I’m a firm believer in the importance of talk as part of the learning process. It’s how we rehearse our ideas, gain confidence with vocabulary and communicate in the dynamic flow of an instructional phase.  It can provide a powerful source of formative checking if students learn to quiz and question each other.  However, it can be off-putting to teachers to release the order and control of a teacher-led exposition and questioning phase to get students talking – because they can’t manage all the details:  not everyone follows the brief; students can drift, share misconceptions, just fill the time until they’re given another task.  If it’s unproductive it feels like time wasted and there’s risk of getting into a self-fulfilling cycle where students don’t do enough pair talk to learn to do it well.

The solution is to practise.  I think it’s essential that every teacher works hard to establish routines that allow them to switch from teacher-control mode to pair discussion mode any time they like, as often as they like. But it takes time, patience and persistence.  The pay-off is worth it.  It helps if each discussion is short, time cued and given a very specific  brief and that each individual has a degree of accountability in being asked to report back to the class if required.

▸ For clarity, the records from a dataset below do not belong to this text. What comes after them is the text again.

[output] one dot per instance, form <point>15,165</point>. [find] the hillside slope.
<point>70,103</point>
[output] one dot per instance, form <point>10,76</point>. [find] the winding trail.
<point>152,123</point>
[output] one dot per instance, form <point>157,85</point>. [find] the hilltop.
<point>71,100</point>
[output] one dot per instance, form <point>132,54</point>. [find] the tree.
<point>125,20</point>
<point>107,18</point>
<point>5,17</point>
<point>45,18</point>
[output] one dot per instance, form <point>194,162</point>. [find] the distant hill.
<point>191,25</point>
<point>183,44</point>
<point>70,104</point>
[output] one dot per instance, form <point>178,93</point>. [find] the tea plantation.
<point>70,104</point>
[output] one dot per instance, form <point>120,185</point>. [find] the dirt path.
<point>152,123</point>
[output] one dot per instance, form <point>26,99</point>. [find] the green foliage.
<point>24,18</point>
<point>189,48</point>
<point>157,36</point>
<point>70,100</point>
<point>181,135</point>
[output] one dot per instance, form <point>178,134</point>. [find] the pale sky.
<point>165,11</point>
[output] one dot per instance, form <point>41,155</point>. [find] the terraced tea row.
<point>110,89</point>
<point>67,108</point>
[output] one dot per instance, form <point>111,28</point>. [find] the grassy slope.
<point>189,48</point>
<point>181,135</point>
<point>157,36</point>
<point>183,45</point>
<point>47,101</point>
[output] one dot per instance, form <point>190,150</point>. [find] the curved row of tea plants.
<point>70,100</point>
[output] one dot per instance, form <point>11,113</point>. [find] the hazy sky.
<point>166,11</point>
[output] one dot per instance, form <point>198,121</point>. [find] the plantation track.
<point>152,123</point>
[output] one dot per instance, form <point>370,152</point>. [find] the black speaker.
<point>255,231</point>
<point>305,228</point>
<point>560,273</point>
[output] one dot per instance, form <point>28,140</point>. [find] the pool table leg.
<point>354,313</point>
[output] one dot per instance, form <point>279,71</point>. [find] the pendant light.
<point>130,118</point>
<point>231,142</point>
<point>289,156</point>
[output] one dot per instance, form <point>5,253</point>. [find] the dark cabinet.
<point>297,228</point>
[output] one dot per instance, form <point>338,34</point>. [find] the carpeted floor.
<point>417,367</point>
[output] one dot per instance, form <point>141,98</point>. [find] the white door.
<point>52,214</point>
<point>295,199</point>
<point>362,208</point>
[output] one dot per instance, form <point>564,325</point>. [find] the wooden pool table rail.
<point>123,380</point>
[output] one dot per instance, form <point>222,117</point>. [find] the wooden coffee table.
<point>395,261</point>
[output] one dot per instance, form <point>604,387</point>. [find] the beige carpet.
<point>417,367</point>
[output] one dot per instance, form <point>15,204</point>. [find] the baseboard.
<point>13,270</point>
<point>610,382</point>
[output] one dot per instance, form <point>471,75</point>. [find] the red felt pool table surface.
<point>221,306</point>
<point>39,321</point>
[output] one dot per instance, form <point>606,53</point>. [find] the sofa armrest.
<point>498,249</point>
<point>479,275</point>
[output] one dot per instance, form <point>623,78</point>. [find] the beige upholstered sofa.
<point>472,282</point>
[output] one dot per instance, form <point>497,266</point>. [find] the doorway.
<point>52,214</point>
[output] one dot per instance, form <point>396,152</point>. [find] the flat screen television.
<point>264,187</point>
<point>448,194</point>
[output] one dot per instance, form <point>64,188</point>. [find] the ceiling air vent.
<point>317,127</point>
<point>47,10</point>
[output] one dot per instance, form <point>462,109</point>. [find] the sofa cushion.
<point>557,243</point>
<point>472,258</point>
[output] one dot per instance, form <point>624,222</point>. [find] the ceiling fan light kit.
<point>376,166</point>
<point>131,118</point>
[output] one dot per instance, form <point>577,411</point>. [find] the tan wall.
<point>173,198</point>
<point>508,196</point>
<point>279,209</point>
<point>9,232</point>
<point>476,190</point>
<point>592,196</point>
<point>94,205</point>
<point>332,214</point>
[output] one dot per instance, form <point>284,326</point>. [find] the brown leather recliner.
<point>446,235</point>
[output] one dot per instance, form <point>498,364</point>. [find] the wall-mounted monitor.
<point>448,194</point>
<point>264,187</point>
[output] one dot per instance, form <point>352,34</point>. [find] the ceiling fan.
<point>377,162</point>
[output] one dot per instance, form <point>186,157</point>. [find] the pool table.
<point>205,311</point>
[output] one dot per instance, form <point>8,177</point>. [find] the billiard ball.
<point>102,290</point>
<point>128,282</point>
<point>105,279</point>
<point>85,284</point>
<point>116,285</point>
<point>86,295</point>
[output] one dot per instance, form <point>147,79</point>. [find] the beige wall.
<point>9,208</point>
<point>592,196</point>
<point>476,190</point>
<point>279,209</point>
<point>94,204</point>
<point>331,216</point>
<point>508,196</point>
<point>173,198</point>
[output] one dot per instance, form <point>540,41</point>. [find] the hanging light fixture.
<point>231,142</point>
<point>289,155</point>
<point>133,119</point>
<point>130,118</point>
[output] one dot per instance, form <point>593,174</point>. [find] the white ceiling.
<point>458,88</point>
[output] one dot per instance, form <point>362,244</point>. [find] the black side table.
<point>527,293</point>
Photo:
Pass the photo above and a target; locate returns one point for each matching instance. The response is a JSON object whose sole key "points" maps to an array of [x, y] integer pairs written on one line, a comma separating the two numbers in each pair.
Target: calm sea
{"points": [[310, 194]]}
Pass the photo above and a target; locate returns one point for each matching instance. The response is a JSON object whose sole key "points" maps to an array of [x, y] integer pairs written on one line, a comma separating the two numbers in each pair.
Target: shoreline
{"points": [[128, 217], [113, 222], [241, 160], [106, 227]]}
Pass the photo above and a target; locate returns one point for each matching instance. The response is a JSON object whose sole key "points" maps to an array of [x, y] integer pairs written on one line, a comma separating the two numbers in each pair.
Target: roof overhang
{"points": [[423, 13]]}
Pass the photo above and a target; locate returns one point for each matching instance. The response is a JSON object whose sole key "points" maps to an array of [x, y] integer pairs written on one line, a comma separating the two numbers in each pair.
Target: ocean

7. They just don’t do the work. Infusing peer cultures with a work ethic.

We can take the horse to water but we can’t make it drink?   I see teachers wrestle with this a lot, especially if they feel isolated in attacking this issue outside a school-wide change process.  I hear this sort of thing from teachers frequently: They just don’t do the homework; they don’t revise; they just won’t get started with writing; they just want to leave school and get jobs; they don’t remember anything because they don’t every try to…  

The frustrations are real enough.  Taking a group of students with a shared peer culture that doesn’t include a work ethic around studying and turning them into scholars is hard.  The solutions lie in making it easy from them to make learn gains and to make study form part of the group habits and norms:  breaking down tasks into small steps that are achievable and where success can be experienced and celebrated – before building towards more extended or complex tasks;  teaching study routines, retrieval practice strategies, giving them accessible study guides; making study time part of the school day structure.  At all times, teachers need to communicate a sense of belief in each student’s capacity to achieve – however doubtful they might be in private.  Easier said than done. This pair of blog posts explores these issues a bit further.

 

My feeling is that all seven of these deadly difficulties are entirely predictable so it ought to be possible to get ahead of them, planning strategies to address them in advance rather than waiting to react.  Teachers need time and the right working culture where they can openly express the difficulties they have in order to engage in finding solutions. If school cultures continue to reinforce a focus on teacher performance over student learning – top-down drop-in feedback and all that jazz – and continue to motivate teachers to talk up their practice and mask their difficulties, then we won’t be doing anyone any favours, least of all the students.  Let’s solve the problems together.